Durham Sports Commission

This article is a story about the Bulls and the bees. The Durham Bulls, the Tampa Bay Rays’ Triple-A affiliate, have been described by Forbes as “likely the single-most famous MiLB team in the world.” The Durham Bulls, who played their first game 120 years ago, certainly have been around for a while, but the team became well known internationally because of its lead role in one of the best all-time sports movies, “Bull Durham.”  

The club currently ranks among the most successful minor league franchises. On the field, the Durham Bulls were chosen as the best minor league team in 2021 by MLB.com’s experts and by baseball fans

Meanwhile, sustainability fans undoubtedly cheered when the franchise created a pollinator garden at its stadium, Durham Bulls Athletic Park (DBAP). In partnership with BASF Agricultural Solutions North America and Durham-based semiconductor company Cree|Wolfspeed, the Bulls opened this pollination sanctuary in 2020. “We hope partnerships like these can continue to shed light on the vital role pollinators play in our food supply chain and ecosystem,” explained Paul Rea, senior vice president of BASF Agricultural Solutions North America, when the garden was announced. 

Photo Courtesy milb

DBAP’s pollination garden contains a selection of annual and perennial pollinator plants. They increase the availability of food sources for the local population of pollinators, like honeybees and monarch butterflies, benefiting the beetles, moths, and birds inhabiting the area. 

“We know the importance of building these spaces in urban settings and are delighted to play a role in the sustainability of our local environment and in the education of the community,” stated Mike Birling, Durham Bulls vice president of baseball operations. DBAP’s garden joins several other pollination gardens and beehives in the Durham area. 

These gardens play a pivotal role in the global food supply chain because over a third of the world’s food crops rely on pollination. Promoting it also benefits the Earth’s ecosystem since wild flowering plants create oxygen that decreases carbon dioxide in the atmosphere, inhibits soil erosion, purifies water, and helps to return moisture to the air following rains.

Photo Courtesy Nikki Son

This garden is not the Bulls’ sole food chain-related initiative. The club has been bullish on combating food waste too. Inside the ballpark, a bright neon sign proclaims: “We divert food waste from our kitchens to composting plants versus landfills.” The team typically composts between 10,000–14,000 pounds of food waste each month because, as Dave Levey, the Bulls’ food and beverage director, said, “it is the right thing to do.” Furthermore, the popcorn bags bear a message stating they are made of eco-friendly, 100% biodegradable Eco Select paper.
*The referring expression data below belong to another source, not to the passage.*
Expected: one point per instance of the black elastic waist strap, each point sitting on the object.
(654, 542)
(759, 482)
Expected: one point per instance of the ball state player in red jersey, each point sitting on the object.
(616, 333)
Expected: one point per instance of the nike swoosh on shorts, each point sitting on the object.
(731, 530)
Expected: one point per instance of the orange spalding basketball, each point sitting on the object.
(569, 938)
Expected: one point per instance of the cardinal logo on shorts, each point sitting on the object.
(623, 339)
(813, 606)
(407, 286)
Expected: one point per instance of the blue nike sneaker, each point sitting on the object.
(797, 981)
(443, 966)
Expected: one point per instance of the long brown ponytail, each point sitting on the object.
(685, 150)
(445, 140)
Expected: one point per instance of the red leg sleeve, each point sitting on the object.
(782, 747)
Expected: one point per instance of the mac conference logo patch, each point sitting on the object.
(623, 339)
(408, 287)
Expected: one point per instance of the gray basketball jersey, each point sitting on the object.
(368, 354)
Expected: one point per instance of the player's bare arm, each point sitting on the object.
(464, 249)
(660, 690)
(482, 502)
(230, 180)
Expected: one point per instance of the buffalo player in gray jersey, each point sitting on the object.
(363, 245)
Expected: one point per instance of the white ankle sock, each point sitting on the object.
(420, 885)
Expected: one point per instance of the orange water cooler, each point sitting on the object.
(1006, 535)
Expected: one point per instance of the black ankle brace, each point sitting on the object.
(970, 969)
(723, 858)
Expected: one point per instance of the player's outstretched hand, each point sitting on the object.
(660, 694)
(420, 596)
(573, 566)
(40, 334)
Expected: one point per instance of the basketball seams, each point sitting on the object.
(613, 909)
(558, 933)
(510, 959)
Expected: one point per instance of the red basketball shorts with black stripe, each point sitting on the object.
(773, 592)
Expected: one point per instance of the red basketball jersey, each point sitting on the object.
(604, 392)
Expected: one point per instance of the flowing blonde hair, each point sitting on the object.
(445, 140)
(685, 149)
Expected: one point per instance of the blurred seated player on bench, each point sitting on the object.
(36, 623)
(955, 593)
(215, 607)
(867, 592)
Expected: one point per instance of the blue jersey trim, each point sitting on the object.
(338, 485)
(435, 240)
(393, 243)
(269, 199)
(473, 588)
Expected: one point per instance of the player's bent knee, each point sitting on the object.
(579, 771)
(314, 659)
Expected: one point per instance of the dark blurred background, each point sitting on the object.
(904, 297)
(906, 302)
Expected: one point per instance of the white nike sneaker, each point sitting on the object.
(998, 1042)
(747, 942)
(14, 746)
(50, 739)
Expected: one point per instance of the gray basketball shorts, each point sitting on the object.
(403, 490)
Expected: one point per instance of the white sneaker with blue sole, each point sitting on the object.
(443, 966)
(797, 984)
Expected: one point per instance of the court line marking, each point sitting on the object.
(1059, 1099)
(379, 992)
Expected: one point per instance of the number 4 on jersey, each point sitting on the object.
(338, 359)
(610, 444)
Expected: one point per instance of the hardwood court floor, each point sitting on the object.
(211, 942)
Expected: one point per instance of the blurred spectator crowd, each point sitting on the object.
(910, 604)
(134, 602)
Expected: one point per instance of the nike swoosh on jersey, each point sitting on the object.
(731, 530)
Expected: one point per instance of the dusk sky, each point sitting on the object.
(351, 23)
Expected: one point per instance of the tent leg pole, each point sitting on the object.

The Durham Bulls also teamed with The North Carolina Central University Department of Athletics as well as  Blue Cross and Blue Shield of North Carolina for an outreach program that delivered lunches for youths at the Boys & Girls Clubs of Durham and Orange Counties. In 2020, this six-week program provided more than 2,000 lunches and saved staff around three hours daily on meal preparation, allowing them to spend more time with the children. 

Additionally, the team was a central participant in GoTriangle’s Bike to the Ballpark events. This civic-minded game promotion presented goodies and prizes to those who biked to the game and provided free bike-locking stations and bicycle inspections.

“We love encouraging people to get out and bike more,” Nick Bavin, the Bulls’ then-sponsorship account executive, explained in 2017. “And it helps us out if people choose to use public transportation or bikes a little more, and it helps them out as well to get them out of their cars.”

Photo Courtesy GoTriangle

The Bulls run numerous community outreach programs aimed at youngsters. “Our flagship community programs focus on improving the lives of children in our community,” stated the Durham Bulls’ Birling. Over 500 boys and girls between the ages of 5–12 participate in the Durham Bulls Youth Athletic League, which offers free recreational baseball to Durham’s  youngest community members. 

The Durham Bulls’ coed Explorer Post 50 program gives teens ages 14–20 a hands-on educational experience in TV broadcasting. Participants work the live television broadcasts of all Bulls games at DBAP. The team and Durham’s Couch Oil Company are also partners in a program that annually awards $1,000 scholarships to six deserving students accepted into a community or four-year college and who live in the 16 Durham area counties. 

It’s great that the Bulls are so well known and that they won 2021’s Triple-A championship. However, it is the things the team does, from nurturing kids’ interests to helping butterflies survive, that positively impact its hometown community.